The Newport company said Friday it has started negotiations with the United Steelworkers of America about the impact of both decisions.
It declined to say how many jobs would be affected, but the Steelworkers represent about 800 employees at both the Wilder and Koppel mills. However, about 120 workers are still laid off at the Wilder plant, which makes welded steel pipe (known as Oil Country Tubular Goods, or OCTG) for oil and gas drilling.
This is a difficult time for this company, said Rene Robichaud, NS Group president and chief executive officer. Although prices for OCTG have rebounded over the last year as oil and gas drilling activity has picked up, Mr. Robichaud said, we're in the midst of the second steel crisis in the last three years.
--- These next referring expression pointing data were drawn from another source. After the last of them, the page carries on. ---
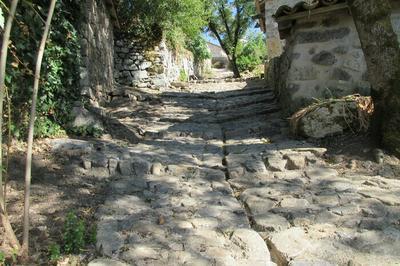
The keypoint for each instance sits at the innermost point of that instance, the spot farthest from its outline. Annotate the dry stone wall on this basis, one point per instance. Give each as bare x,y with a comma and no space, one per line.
158,66
323,59
97,51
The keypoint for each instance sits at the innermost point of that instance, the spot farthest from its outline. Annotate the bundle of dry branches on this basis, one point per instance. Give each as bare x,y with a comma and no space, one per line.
364,109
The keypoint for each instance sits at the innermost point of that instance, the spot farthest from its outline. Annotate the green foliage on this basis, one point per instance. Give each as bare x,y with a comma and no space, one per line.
54,252
92,235
1,19
60,72
2,258
74,234
183,76
198,46
151,19
229,21
251,53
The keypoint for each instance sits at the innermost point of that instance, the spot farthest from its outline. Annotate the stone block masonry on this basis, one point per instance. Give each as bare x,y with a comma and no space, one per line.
323,59
141,66
97,51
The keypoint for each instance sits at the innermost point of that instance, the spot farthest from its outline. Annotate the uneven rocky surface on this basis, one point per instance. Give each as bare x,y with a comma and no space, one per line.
214,180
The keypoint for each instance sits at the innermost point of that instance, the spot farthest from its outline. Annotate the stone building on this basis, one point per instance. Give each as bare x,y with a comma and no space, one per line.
314,50
109,60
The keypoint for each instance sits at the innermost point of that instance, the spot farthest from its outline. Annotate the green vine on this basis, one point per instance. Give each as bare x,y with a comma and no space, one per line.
59,87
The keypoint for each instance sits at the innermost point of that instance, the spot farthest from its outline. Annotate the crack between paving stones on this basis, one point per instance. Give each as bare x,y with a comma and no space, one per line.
276,256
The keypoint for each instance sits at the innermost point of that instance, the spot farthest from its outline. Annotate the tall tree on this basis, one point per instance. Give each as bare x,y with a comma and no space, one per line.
228,22
3,60
382,53
28,169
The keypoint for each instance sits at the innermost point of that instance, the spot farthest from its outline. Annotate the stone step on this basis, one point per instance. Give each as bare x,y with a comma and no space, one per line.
217,95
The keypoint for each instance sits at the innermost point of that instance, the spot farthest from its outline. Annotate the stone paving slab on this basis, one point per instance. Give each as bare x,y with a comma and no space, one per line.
215,180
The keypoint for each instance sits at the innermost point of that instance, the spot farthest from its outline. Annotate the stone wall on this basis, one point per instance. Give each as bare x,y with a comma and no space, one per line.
322,59
137,65
396,18
97,49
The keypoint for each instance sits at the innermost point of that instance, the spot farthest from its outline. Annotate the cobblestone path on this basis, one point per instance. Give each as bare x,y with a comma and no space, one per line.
214,180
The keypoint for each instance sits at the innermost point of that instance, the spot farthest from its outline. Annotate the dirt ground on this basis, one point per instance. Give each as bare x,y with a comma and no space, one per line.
57,189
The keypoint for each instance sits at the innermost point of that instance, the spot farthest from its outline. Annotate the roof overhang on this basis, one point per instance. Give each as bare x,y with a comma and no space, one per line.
285,12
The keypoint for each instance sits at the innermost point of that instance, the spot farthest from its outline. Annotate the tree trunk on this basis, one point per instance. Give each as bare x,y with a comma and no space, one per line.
3,63
9,232
28,169
382,53
235,69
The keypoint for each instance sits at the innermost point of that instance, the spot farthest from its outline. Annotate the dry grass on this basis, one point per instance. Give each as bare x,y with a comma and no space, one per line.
364,110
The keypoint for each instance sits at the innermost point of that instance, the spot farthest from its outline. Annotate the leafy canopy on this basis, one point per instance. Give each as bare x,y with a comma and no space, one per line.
229,21
150,19
252,52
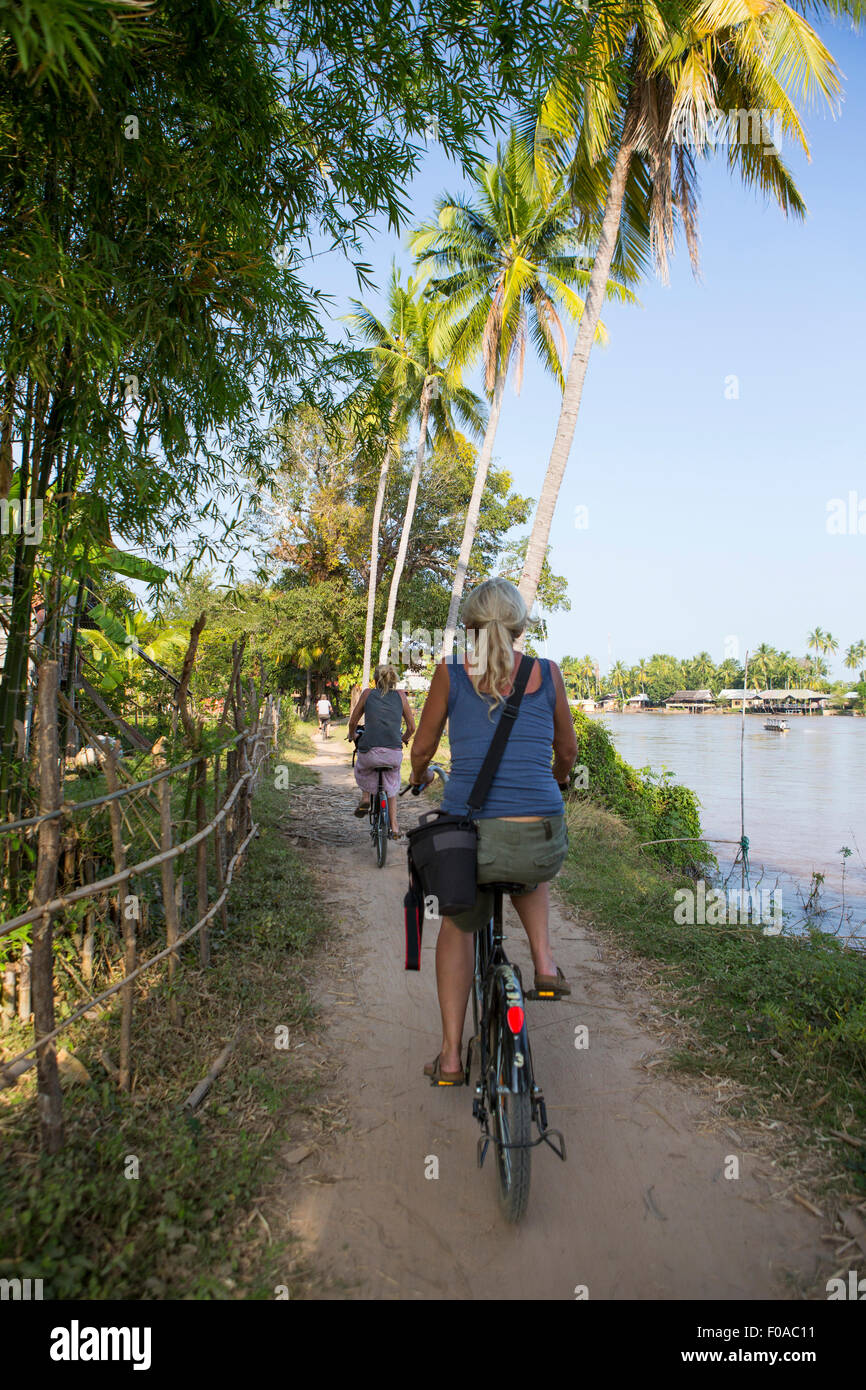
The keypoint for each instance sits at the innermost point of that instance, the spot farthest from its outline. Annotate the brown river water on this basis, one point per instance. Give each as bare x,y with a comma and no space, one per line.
805,797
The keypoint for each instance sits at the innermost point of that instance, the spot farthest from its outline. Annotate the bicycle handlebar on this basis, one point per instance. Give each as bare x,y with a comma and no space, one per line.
416,788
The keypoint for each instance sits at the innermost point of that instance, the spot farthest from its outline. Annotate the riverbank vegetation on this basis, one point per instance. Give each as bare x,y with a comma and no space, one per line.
180,1221
660,674
777,1022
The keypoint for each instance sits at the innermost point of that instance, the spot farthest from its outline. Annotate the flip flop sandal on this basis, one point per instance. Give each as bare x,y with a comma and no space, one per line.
439,1077
549,987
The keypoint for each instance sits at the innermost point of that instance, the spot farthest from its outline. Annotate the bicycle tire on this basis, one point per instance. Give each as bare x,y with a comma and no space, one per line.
380,833
512,1115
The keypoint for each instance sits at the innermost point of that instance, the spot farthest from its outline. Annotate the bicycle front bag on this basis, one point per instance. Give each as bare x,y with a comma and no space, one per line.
444,855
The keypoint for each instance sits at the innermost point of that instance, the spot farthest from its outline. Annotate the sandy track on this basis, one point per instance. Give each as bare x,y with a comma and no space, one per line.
640,1209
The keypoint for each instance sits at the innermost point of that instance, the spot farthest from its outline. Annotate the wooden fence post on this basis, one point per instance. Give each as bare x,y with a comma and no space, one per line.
49,1100
220,844
128,925
202,851
24,983
167,875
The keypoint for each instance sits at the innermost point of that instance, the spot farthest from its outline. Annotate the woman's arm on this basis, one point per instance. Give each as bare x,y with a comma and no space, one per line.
356,713
565,738
407,716
431,724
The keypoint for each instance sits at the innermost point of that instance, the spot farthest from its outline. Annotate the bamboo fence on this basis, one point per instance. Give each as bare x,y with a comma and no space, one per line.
225,827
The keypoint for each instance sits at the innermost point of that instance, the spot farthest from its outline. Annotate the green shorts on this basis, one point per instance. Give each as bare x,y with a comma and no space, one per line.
515,851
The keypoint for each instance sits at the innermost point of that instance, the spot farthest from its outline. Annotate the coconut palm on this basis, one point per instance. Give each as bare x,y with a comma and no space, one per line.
816,644
855,656
403,350
617,679
630,138
505,263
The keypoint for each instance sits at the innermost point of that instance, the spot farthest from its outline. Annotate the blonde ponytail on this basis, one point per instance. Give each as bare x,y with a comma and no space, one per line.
498,616
385,677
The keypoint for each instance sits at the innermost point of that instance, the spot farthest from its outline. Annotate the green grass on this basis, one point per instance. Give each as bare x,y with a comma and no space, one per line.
181,1228
784,1015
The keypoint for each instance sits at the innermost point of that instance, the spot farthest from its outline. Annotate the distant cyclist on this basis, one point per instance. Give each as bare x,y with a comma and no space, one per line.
384,712
324,710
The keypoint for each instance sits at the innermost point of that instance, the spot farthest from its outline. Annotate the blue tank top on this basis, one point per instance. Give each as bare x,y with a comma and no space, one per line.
523,784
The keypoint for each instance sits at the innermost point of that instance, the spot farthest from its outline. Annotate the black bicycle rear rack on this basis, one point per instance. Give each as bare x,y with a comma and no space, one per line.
540,1119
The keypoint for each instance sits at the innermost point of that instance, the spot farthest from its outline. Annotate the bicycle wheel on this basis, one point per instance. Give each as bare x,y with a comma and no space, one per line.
378,826
512,1114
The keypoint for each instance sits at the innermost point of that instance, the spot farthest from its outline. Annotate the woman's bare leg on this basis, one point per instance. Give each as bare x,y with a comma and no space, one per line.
533,909
455,965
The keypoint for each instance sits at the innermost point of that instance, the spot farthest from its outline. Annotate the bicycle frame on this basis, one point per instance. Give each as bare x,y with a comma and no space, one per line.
378,818
494,972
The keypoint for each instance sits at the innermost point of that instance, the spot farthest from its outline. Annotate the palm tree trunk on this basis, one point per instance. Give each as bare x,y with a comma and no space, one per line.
374,563
473,512
537,548
403,546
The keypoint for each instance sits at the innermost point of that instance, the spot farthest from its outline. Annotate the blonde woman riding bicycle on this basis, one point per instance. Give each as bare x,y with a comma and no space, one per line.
521,829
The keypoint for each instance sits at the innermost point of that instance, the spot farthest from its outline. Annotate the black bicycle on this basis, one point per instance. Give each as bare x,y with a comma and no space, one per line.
380,820
506,1091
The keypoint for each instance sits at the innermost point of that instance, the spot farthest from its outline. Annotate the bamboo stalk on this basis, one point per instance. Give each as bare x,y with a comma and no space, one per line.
199,1091
47,1080
9,994
128,925
24,983
202,852
168,887
67,900
220,844
17,1065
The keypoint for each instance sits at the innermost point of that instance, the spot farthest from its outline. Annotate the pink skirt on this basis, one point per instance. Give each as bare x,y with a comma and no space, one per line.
374,758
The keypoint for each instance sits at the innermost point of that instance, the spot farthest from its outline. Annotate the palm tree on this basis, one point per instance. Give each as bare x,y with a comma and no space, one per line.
624,139
855,656
816,644
505,264
762,662
617,679
402,348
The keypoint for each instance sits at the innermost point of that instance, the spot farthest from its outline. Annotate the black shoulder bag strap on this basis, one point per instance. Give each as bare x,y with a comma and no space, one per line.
480,791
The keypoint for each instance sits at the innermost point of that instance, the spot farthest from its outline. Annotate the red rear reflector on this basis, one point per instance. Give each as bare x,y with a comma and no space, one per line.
515,1019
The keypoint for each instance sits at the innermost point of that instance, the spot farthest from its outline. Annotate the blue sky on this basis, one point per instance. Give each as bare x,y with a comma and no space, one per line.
706,516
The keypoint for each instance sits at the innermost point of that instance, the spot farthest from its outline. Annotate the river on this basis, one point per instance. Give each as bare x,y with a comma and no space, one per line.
805,795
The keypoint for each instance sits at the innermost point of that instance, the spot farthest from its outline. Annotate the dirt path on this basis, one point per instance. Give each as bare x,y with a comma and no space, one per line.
640,1209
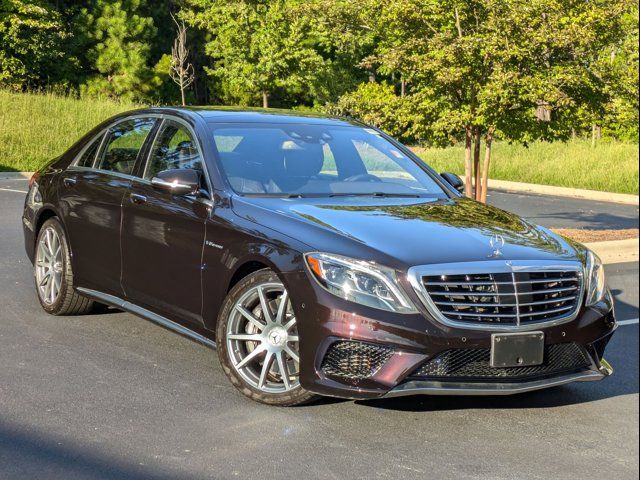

There's too much world capacity for steel, and that has sent prices plunging. John Tasdemir, analyst with Raymond James Associates, said flat-rolled steel is selling for about $200 a ton and estimated it costs NS Group about $100 to $125 a ton more than that to make its own steel.
We can basically buy steel coils cheaper than we can make them, which is what our competitors are doing, Mr. Robichaud said.
Benny Leger, president of USWA Local 1870 at the Wilder plant, said the union was notified of the company's decision Thursday night.
It kind of caught us by surprise, he said. He didn't know what impact the company's move would have on jobs at the mill. The union's current contract with the company runs through April 2002.
I've told my members I'd share information with them as I get it, but I don't have any answers right now, Mr. Leger said.
Mr. Robichaud said NS Group has been buying steel and converting it to drilling pipe rather than melting its own steel in a $25 million electric furnace installed two years ago at the Wilder plant.
Last year, NS Group reported a loss of $22.9 million on revenues of $355 million. The company, which was created in 1980 out of the former Interlaken Steel Co., is one of the few OCTG producers that makes its own steel. Most buy steel and convert it to pipe.
Special Bar Quality, or SBQ products, which the Koppel mill produces in diameters up to 6 inches, is used in vehicle suspensions, gears, axles and heavy machinery. Mr. Tasdemir estimates NS Group lost about $9 million on the SBQ business alone last year.
NS Group shares closed Friday at $11.21, up 56 cents.